HCM Compliance in 3D
Compliance is “the act or process of doing what you have been asked or ordered to do.” In your global payroll arena, it means conforming to the governing laws, regulations, and guidelines—or facing legal action including financial penalties. But what does that really mean in the global context of HCM? How does one navigate the complex and ever-changing landscape of requirements within a country or across regions of the world? How does an organization make sense of what to comply with in the first place?
The first step is to understand the compliance landscape for your organization. Given the myriad laws and policies that can apply to your organization, it is helpful to have a framework to illuminate your circumstances. Compliance at its most basic level can be broken down and viewed across three risk dimensions:
- Business activities
By understanding where your company fits within each risk dimension, you can build a clear picture of the compliance activities required of your company and work toward successful compliance management. To start, you must first understand your organization’s business activities.

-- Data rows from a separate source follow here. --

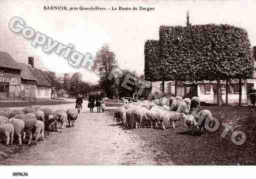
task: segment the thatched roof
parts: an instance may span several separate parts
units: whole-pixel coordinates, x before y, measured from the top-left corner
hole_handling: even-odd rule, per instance
[[[52,87],[51,84],[47,80],[46,78],[42,74],[41,70],[35,68],[32,68],[31,66],[28,66],[30,71],[36,77],[36,84],[39,86],[44,86],[47,87]]]
[[[19,67],[22,68],[23,70],[20,73],[20,77],[22,79],[28,80],[36,81],[37,79],[34,76],[33,73],[31,72],[28,65],[26,65],[23,63],[17,63]]]
[[[22,70],[8,53],[1,51],[0,51],[0,67]]]
[[[42,70],[40,70],[41,71],[41,72],[42,73],[42,74],[43,75],[43,76],[44,76],[44,77],[46,78],[46,79],[48,80],[48,81],[49,82],[49,83],[50,83],[51,85],[52,85],[52,82],[51,82],[51,80],[50,79],[50,78],[49,78],[49,76],[48,76],[48,75],[47,74],[47,73],[45,72],[45,71],[42,71]]]

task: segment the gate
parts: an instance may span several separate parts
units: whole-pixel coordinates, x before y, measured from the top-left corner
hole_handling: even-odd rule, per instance
[[[34,88],[26,88],[25,89],[25,100],[35,100],[35,90]]]

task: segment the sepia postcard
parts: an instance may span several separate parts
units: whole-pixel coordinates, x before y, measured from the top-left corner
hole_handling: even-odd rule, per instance
[[[0,0],[0,176],[198,178],[195,166],[209,176],[255,166],[256,7]]]

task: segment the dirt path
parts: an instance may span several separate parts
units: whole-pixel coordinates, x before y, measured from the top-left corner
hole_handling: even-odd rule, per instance
[[[67,109],[73,104],[48,106]],[[1,160],[3,165],[154,165],[142,140],[116,127],[106,113],[91,113],[87,104],[74,128],[53,132],[44,141]]]

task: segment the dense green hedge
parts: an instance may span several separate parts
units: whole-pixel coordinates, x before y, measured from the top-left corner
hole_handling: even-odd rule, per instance
[[[161,63],[159,60],[159,41],[148,40],[144,46],[145,67],[146,80],[160,81],[162,80]]]
[[[152,55],[154,52],[148,52],[147,48],[152,43],[145,44],[148,80],[158,78],[151,78],[148,71],[157,69],[157,65],[163,68],[159,78],[165,80],[248,78],[254,70],[251,43],[244,29],[228,24],[161,26],[159,36],[160,63]]]

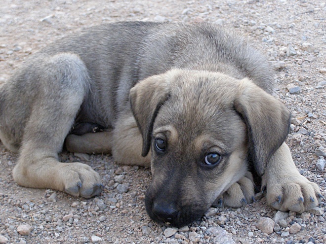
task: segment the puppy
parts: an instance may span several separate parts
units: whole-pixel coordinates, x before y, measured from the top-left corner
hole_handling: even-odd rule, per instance
[[[322,195],[284,142],[290,114],[273,77],[245,38],[211,24],[102,25],[35,54],[0,87],[0,139],[19,153],[18,184],[76,196],[99,194],[101,179],[58,162],[64,144],[150,166],[147,212],[177,227],[251,202],[252,172],[269,205],[302,212]]]

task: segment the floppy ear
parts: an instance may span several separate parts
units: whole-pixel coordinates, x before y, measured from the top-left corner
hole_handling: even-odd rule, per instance
[[[143,137],[141,155],[146,156],[151,147],[153,126],[161,106],[168,97],[169,82],[166,73],[153,75],[137,83],[130,91],[132,113]]]
[[[241,82],[234,106],[247,126],[249,159],[261,176],[288,134],[291,114],[282,103],[249,80]]]

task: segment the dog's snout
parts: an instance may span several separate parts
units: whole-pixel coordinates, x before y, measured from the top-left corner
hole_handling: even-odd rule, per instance
[[[178,216],[176,205],[171,203],[155,202],[153,212],[158,218],[164,222],[171,221]]]

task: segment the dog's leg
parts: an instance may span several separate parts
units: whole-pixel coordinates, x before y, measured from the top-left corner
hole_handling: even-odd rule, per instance
[[[82,136],[69,135],[65,144],[71,152],[112,153],[114,160],[119,164],[149,167],[151,153],[145,157],[141,156],[142,143],[139,129],[129,111],[120,115],[114,130]]]
[[[281,211],[303,212],[322,197],[317,184],[299,173],[285,143],[272,156],[262,180],[267,203]]]
[[[254,200],[254,183],[252,175],[249,172],[247,172],[245,176],[219,196],[212,207],[220,208],[223,206],[227,206],[239,208],[251,203]]]
[[[38,77],[13,175],[19,184],[49,188],[88,198],[101,191],[98,173],[80,163],[58,161],[65,138],[88,91],[86,68],[78,56],[56,55],[32,67]],[[35,74],[35,75],[37,75]]]
[[[143,139],[130,109],[121,114],[113,131],[112,155],[119,164],[149,167],[151,153],[141,155]]]
[[[111,154],[112,148],[112,130],[81,136],[69,135],[66,139],[66,147],[73,152],[107,153]]]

Compliance Dimension No. 1: Business Activity Risk
Your organization’s business activities and employee classification strategy directly affect its compliance landscape. HCM-related activities include standard processes such as recruiting, hiring, payroll, compensation and performance management, time and attendance tracking, and off-boarding and termination, to name a few. Your company may also engage in more complex processes, such as expatriate employment, or obtaining cross-border work visas, further enhancing its risk landscape. It is necessary to view the business activities being performed in each country and call out any unique processes that are geography-specific.

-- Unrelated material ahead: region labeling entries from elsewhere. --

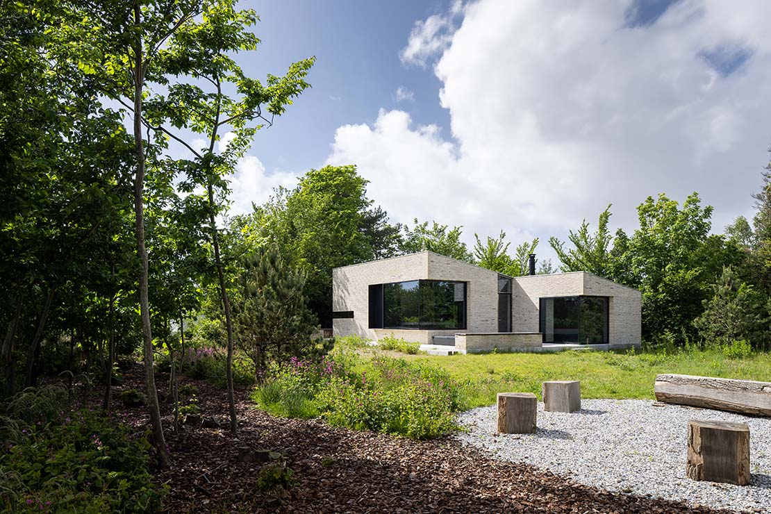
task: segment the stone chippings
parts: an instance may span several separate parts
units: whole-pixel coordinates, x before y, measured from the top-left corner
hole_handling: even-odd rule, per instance
[[[495,406],[459,416],[456,437],[490,456],[527,462],[608,491],[683,500],[739,512],[771,512],[771,419],[647,400],[582,400],[572,414],[538,404],[535,434],[498,435]],[[688,421],[746,423],[752,482],[739,486],[685,476]]]

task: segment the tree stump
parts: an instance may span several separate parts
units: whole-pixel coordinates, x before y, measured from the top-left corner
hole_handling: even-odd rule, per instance
[[[688,478],[737,485],[749,483],[749,428],[745,423],[688,423]]]
[[[535,433],[538,401],[533,393],[498,393],[498,432],[501,434]]]
[[[581,382],[577,380],[554,380],[544,382],[544,410],[574,412],[581,410]]]

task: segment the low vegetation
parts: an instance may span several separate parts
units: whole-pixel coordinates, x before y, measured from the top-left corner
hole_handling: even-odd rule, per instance
[[[669,351],[577,350],[405,358],[446,373],[460,385],[463,403],[478,407],[493,403],[496,395],[505,391],[532,392],[540,398],[541,382],[547,380],[580,380],[583,398],[618,399],[652,399],[659,373],[771,381],[769,354],[749,352],[748,348],[739,342]]]
[[[11,512],[154,512],[163,489],[150,444],[100,412],[76,408],[66,388],[27,389],[0,417],[0,506]]]
[[[455,429],[460,391],[437,368],[338,351],[273,365],[254,399],[271,414],[423,439]]]

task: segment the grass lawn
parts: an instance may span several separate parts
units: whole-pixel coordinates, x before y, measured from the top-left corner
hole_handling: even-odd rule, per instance
[[[494,403],[498,392],[532,392],[540,399],[540,384],[547,380],[580,380],[582,398],[620,399],[652,399],[653,383],[659,373],[771,381],[771,358],[763,353],[743,358],[729,358],[709,350],[400,357],[446,370],[463,385],[470,408]]]

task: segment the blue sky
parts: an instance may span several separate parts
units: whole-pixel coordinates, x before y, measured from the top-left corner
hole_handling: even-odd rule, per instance
[[[301,172],[322,166],[335,129],[374,122],[380,107],[401,106],[416,123],[449,126],[449,113],[439,102],[441,82],[430,71],[404,66],[399,56],[415,22],[444,12],[447,2],[253,4],[261,19],[255,32],[262,43],[255,54],[240,60],[253,76],[278,75],[290,62],[317,59],[308,79],[312,89],[255,138],[252,153],[268,170]],[[412,91],[414,99],[397,102],[399,86]]]
[[[752,214],[771,142],[766,0],[248,5],[249,74],[318,60],[239,164],[233,212],[352,163],[393,221],[463,225],[469,244],[537,237],[546,257],[610,203],[612,229],[634,230],[649,195],[698,191],[716,233]]]

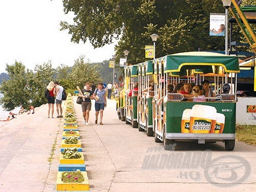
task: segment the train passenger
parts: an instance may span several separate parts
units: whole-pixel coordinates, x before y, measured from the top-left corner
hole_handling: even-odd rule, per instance
[[[204,102],[206,101],[205,96],[203,95],[203,88],[201,85],[197,85],[192,89],[192,93],[194,97],[197,97],[193,99],[193,101]]]
[[[221,93],[222,94],[228,94],[230,91],[230,86],[228,83],[225,83],[222,86],[222,90],[223,92]]]
[[[180,92],[184,97],[193,97],[193,95],[191,93],[191,86],[189,83],[184,83],[183,85],[183,90]],[[183,101],[191,101],[192,100],[187,98],[183,99]]]
[[[142,93],[146,93],[147,92],[147,90],[154,91],[154,89],[155,89],[155,83],[154,83],[154,82],[151,82],[150,83],[150,87],[148,87],[148,88],[144,89],[141,92]]]
[[[203,95],[206,97],[215,97],[216,94],[210,89],[210,83],[208,80],[205,80],[202,83],[203,86]],[[207,99],[207,101],[212,101],[212,99]]]
[[[128,97],[132,97],[132,96],[133,95],[133,91],[139,91],[138,86],[139,83],[138,82],[135,82],[133,83],[133,89],[131,90],[129,92],[129,93],[128,93]]]

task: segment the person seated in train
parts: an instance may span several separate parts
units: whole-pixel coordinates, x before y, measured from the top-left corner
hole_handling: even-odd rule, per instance
[[[191,99],[186,98],[186,97],[193,97],[193,95],[192,94],[192,93],[191,93],[191,87],[190,84],[189,83],[184,83],[183,84],[183,90],[180,92],[180,93],[183,95],[184,97],[185,97],[185,98],[184,98],[183,100],[183,101],[192,101],[192,99]]]
[[[220,95],[217,95],[216,96],[217,101],[221,101],[221,100],[225,100],[225,101],[232,101],[234,100],[234,95],[222,95],[221,97],[222,94],[229,94],[229,92],[230,91],[230,86],[228,83],[225,83],[222,86],[222,92]],[[220,99],[220,97],[221,97],[221,100]]]
[[[205,96],[203,94],[203,87],[201,84],[195,86],[192,89],[192,94],[193,97],[193,101],[195,102],[205,102],[206,101]]]
[[[203,95],[204,95],[205,97],[215,97],[216,94],[214,93],[212,90],[210,89],[210,83],[208,80],[204,80],[202,84],[203,87]],[[214,100],[211,99],[207,99],[207,101],[212,101]]]
[[[230,91],[230,86],[228,83],[225,83],[222,86],[222,94],[228,94]]]
[[[132,97],[133,95],[133,92],[136,91],[139,91],[139,83],[138,82],[135,82],[133,83],[133,88],[131,90],[129,93],[128,93],[128,97]]]

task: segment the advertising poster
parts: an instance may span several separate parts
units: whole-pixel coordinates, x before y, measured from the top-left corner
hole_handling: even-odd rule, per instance
[[[225,14],[210,14],[210,36],[225,36]]]
[[[109,64],[109,67],[110,68],[114,68],[114,61],[113,60],[110,60],[110,62]]]
[[[145,57],[154,58],[154,46],[145,46]]]
[[[120,58],[120,67],[124,67],[126,65],[126,59],[125,58]]]

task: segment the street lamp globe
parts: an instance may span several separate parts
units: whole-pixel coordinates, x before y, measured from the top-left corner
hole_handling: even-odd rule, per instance
[[[231,2],[232,0],[221,0],[222,1],[222,3],[223,4],[223,6],[225,7],[225,9],[228,9],[231,5]]]
[[[128,50],[125,50],[123,52],[123,53],[124,53],[124,56],[128,56],[128,54],[129,54],[130,51]]]
[[[153,34],[150,35],[150,37],[152,38],[152,40],[153,42],[156,42],[157,38],[159,37],[159,35],[158,35],[157,34],[153,33]]]

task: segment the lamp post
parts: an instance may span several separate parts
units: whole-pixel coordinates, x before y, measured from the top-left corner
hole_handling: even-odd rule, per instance
[[[225,8],[225,54],[228,55],[228,8],[230,7],[232,0],[221,0],[223,4],[223,6]],[[227,75],[225,75],[225,83],[227,83]]]
[[[115,81],[115,60],[116,58],[116,55],[114,54],[112,55],[113,58],[114,59],[114,68],[113,68],[113,84],[114,84],[114,82]]]
[[[126,60],[126,66],[128,66],[127,63],[127,56],[128,56],[128,54],[129,54],[130,51],[128,50],[125,50],[123,52],[123,53],[124,53],[124,56],[125,56],[125,60]]]
[[[150,37],[152,38],[152,41],[154,43],[154,59],[156,58],[156,41],[157,38],[159,37],[157,34],[154,33],[150,35]]]

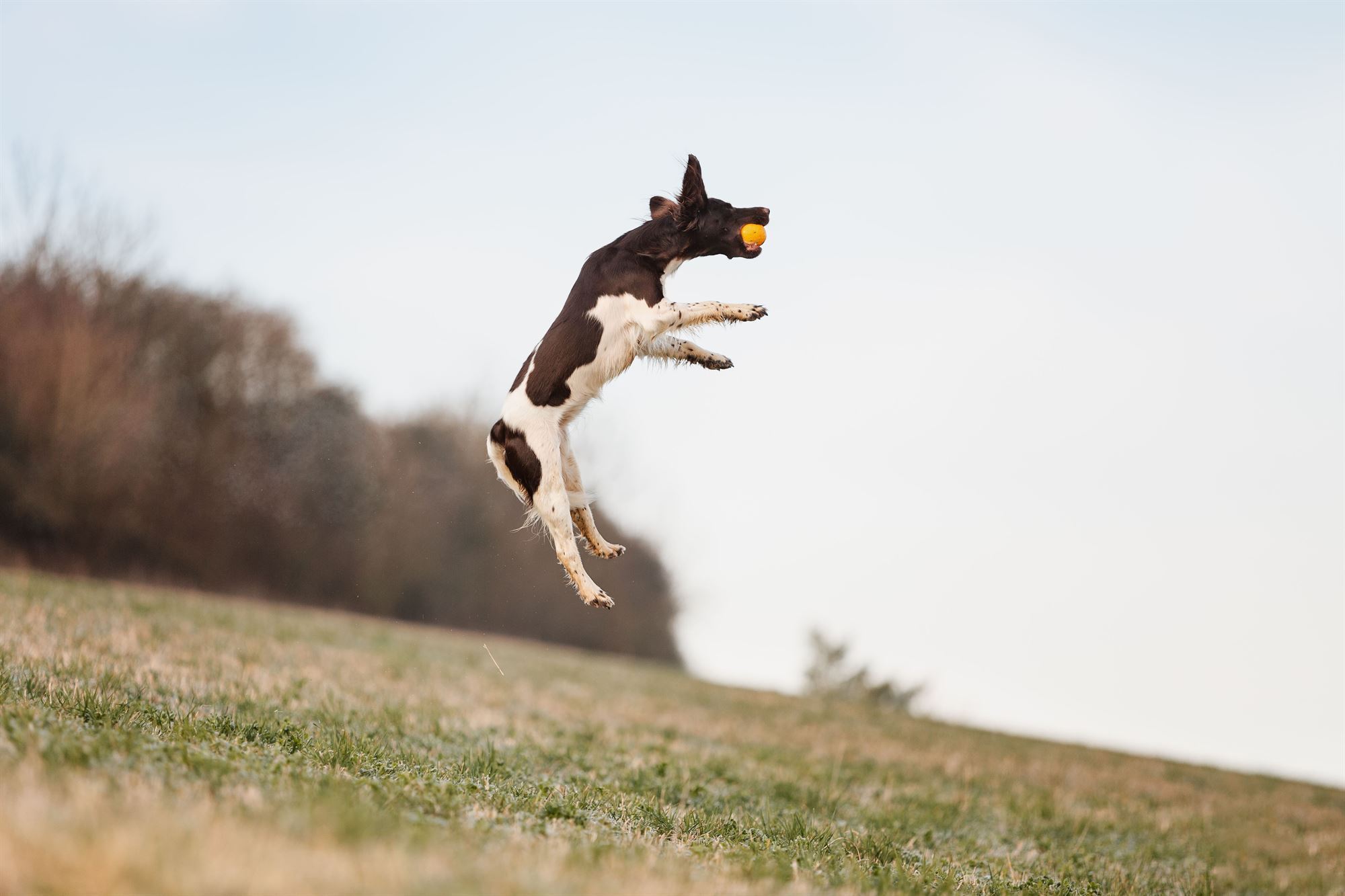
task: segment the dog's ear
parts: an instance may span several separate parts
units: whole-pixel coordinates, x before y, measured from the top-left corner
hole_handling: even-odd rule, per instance
[[[650,217],[666,218],[677,211],[677,203],[667,196],[650,196]]]
[[[695,226],[697,218],[705,213],[706,199],[701,160],[695,156],[687,156],[686,174],[682,175],[682,192],[678,194],[677,210],[672,213],[679,230],[690,230]]]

Additionally, companies often employ multiple classifications of workers simultaneously, including full-time, salaried employees, contractors, or temporary workers. Given the varying rules that apply to different classes of workers, understanding the compliance requirements applicable to each class at a country level is imperative.
One way to ensure you create an exhaustive list of business activities is to review it with seasoned personnel in recruiting, HR, payroll, finance, and operations in each of your locations. Ultimately you will need to determine the rules that apply to those activities in each of your locations. To accomplish this task, you will next need to determine exactly where your company operates.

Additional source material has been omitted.